Prima a quelli della Cantor, poi anche agli altri. Dov’è il cinismo? Dov’è la cattiveria? Howard è il paradigma dell’America che ricorda i suoi morti. Piange, esattamente come faceva lui ogni volta che lo invitavano in tv a parlare del fratello morto nelle Torri. Poi, dopo aver pianto, si dà una mossa: sbilenco nelle uscite, poco elegante nei ritratti che la stampa buonista e radical chic ha cercato di fare di lui. Eppure incredibilmente vicino a chi dei suoi è rimasto e ai familiari dei lavoratori che sono morti.
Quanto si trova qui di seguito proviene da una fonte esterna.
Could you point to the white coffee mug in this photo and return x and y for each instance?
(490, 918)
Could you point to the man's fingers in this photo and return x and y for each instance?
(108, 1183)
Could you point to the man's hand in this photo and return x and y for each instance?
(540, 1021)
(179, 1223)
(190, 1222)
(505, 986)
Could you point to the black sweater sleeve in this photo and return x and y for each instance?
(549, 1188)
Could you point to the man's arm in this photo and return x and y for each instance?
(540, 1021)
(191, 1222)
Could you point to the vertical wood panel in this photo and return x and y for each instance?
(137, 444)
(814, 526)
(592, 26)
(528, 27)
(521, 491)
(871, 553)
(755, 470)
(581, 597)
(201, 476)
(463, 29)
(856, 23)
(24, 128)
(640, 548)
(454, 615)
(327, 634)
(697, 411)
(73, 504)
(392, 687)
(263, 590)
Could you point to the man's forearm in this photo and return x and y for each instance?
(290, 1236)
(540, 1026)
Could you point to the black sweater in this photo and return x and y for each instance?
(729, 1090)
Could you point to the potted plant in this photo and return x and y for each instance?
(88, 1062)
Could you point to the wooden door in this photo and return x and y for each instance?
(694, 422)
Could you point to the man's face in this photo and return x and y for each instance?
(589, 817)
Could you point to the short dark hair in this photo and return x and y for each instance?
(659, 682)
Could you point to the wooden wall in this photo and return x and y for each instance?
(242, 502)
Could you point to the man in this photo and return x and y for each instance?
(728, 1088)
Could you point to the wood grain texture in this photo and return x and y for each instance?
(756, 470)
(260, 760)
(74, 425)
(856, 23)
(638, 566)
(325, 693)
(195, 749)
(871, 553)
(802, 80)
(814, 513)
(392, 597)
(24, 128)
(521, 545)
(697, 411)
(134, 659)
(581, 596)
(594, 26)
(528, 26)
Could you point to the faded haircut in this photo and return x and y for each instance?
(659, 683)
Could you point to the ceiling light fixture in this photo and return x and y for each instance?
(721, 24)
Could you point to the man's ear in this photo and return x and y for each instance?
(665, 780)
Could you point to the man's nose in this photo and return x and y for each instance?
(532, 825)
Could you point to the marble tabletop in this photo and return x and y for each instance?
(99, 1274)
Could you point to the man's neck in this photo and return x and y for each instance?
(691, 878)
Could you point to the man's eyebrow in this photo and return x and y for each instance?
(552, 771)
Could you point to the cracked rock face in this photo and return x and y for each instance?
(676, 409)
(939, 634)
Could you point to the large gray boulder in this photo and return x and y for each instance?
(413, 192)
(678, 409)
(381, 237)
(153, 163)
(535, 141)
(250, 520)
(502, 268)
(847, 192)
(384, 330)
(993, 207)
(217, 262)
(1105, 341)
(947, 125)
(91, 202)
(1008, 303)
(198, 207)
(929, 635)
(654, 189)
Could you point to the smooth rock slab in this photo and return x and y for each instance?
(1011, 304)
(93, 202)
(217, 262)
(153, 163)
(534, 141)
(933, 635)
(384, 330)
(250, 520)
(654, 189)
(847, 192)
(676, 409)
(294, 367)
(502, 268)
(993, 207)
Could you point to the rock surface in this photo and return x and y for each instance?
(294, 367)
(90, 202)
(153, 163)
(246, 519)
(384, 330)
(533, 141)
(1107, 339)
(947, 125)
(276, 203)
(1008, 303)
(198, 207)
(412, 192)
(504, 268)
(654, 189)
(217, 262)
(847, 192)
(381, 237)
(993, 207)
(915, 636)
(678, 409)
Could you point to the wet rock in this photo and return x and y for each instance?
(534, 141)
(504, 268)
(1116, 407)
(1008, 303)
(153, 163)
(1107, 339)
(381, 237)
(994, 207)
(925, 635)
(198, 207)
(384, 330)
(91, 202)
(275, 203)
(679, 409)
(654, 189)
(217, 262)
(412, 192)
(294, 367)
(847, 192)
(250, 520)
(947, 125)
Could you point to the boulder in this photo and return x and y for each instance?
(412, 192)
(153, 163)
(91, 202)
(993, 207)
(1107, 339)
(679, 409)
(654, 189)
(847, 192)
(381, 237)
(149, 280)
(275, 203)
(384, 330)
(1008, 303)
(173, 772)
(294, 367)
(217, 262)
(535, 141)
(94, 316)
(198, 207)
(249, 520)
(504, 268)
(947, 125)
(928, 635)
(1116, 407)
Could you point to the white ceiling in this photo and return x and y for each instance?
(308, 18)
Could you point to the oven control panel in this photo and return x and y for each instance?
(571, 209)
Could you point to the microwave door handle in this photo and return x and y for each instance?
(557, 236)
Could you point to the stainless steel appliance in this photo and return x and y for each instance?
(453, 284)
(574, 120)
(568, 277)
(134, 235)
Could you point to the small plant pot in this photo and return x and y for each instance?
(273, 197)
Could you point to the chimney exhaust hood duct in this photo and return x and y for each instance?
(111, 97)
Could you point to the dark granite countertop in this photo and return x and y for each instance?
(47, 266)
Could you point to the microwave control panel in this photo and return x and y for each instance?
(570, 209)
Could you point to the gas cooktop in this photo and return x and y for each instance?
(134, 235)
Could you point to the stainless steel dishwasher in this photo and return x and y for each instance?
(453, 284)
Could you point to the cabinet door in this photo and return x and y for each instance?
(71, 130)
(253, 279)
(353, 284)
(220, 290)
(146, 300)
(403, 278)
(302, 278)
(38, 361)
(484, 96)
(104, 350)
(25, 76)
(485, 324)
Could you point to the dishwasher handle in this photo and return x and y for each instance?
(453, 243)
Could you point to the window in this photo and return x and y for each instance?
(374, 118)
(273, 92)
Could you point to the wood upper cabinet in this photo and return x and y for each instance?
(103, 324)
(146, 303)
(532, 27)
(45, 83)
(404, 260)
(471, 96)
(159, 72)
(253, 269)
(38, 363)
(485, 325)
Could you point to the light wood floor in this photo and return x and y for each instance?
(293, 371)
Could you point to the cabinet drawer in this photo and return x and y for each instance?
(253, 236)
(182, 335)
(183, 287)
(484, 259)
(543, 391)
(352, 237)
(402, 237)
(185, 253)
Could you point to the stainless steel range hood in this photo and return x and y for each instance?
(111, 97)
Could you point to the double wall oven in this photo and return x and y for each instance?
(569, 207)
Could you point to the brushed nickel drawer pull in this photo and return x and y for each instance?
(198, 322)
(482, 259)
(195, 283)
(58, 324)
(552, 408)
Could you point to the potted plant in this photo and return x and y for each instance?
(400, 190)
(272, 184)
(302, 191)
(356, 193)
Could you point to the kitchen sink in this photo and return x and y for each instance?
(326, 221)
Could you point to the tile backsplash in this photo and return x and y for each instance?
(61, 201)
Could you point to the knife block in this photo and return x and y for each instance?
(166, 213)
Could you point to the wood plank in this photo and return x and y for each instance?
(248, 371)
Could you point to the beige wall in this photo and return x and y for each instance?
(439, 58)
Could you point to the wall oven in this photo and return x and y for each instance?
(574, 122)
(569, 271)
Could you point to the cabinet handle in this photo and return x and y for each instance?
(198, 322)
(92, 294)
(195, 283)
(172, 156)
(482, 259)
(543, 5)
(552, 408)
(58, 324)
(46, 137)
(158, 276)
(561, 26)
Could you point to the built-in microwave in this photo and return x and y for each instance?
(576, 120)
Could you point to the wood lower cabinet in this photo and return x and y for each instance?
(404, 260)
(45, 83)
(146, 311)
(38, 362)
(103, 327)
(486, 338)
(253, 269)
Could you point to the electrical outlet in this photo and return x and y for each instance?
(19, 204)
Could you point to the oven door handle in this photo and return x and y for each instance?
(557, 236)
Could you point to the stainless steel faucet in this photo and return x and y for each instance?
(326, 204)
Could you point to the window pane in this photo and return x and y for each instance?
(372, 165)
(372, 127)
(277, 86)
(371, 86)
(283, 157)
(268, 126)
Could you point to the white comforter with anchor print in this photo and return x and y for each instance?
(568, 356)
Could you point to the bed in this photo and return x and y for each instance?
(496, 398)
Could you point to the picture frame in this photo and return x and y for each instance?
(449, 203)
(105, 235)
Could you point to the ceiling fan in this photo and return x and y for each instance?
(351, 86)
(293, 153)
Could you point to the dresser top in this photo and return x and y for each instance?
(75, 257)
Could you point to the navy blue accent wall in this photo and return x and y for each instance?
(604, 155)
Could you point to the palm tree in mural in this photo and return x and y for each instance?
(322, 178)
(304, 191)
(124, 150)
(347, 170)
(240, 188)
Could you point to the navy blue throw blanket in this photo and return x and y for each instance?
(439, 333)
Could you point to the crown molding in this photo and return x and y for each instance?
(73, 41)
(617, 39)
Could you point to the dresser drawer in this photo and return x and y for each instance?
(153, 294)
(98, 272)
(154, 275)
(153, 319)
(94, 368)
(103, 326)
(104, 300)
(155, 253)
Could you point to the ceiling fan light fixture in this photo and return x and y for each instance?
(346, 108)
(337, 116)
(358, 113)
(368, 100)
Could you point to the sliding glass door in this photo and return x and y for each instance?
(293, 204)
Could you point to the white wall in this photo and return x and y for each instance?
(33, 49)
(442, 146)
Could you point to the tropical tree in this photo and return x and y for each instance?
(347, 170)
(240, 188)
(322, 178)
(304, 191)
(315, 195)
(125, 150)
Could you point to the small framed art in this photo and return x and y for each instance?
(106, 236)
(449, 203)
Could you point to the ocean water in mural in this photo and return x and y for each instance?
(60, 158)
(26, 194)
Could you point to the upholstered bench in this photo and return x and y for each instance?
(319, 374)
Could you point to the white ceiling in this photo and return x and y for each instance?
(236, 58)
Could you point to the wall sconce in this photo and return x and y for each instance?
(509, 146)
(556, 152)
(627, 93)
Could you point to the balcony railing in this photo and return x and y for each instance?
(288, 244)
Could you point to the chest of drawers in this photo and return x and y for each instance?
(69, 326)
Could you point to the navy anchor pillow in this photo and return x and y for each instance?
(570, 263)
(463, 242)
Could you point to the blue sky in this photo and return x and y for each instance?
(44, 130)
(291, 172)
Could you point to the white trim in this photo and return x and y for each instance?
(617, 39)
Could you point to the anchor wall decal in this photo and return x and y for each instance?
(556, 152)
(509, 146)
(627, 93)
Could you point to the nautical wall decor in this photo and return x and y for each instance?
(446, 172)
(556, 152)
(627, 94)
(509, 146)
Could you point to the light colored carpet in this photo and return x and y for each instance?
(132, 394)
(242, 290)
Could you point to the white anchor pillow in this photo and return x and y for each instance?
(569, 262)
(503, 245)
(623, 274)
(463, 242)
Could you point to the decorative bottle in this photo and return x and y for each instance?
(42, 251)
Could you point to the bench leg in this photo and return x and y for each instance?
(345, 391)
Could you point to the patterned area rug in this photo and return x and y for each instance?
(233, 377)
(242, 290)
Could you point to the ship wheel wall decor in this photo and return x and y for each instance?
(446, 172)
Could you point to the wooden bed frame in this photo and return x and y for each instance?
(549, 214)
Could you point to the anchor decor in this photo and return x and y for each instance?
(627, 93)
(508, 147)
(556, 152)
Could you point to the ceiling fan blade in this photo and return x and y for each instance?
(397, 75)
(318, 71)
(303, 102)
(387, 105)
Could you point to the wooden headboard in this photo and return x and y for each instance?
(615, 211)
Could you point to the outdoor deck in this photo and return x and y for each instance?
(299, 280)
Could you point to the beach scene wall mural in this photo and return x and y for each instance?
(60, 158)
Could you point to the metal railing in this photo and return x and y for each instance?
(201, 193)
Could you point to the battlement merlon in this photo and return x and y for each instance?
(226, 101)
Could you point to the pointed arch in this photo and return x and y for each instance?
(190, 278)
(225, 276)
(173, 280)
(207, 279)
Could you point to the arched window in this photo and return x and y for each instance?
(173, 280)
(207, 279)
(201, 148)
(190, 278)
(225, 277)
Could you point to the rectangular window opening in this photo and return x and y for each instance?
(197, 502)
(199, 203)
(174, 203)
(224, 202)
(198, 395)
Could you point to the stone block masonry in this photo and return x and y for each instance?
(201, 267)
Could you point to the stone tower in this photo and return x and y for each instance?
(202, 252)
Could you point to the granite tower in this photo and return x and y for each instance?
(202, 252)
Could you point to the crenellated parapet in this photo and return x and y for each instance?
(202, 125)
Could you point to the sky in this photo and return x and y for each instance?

I pompieri scavavano a mani nude per cercare di trovare i resti delle migliaia di persone schiacciate sotto il crollo del World Trade Center, mister Cantor usò le armi che aveva: un computer e la missione di fare soldi per sé e i suoi clienti. S’indignino ancora gli ipocriti che commemoreranno in silenzio le vittime e poi torneranno a pensare che in fondo gli Stati Uniti se la sono cercata.

L’America ha scelto i Lutnick. Non si vergogna della ricerca della felicità attraverso il denaro, no. Cantor, in questi dieci anni, è cresciuta: più ricca e più forte di dieci anni fa. E questo è lo schiaffo più grande a Bin Laden, o al suo fantasma, o alla sua icona che aleggia ancora a New York e nel resto dell’Occidente. Lui voleva annientare il capitalismo americano, l’America ha risposto con il capitalismo. Cantor di più: 658 nomi e accanto a ognuno una somma di denaro, conquistata da cadaveri, ma guadagnata comunque. Lutnick è l’emblema. Non s’è convertito lui a una vita diversa, è cambiata solo la percezione che gli altri hanno di lui: dieci anni fa l’avevano preso per uno senza cuore, senza anima, senza sussulti, senza emozioni. Hanno capito un’altra verità.

Le lacrime nei giorni delle lacrime, i pianti in quelli dei pianti, le parole in quelli delle parole, il lavoro in tutti. Howard è una faccia, una storia, un simbolo. È come una bandiera a stelle e strisce piantata nel giardino.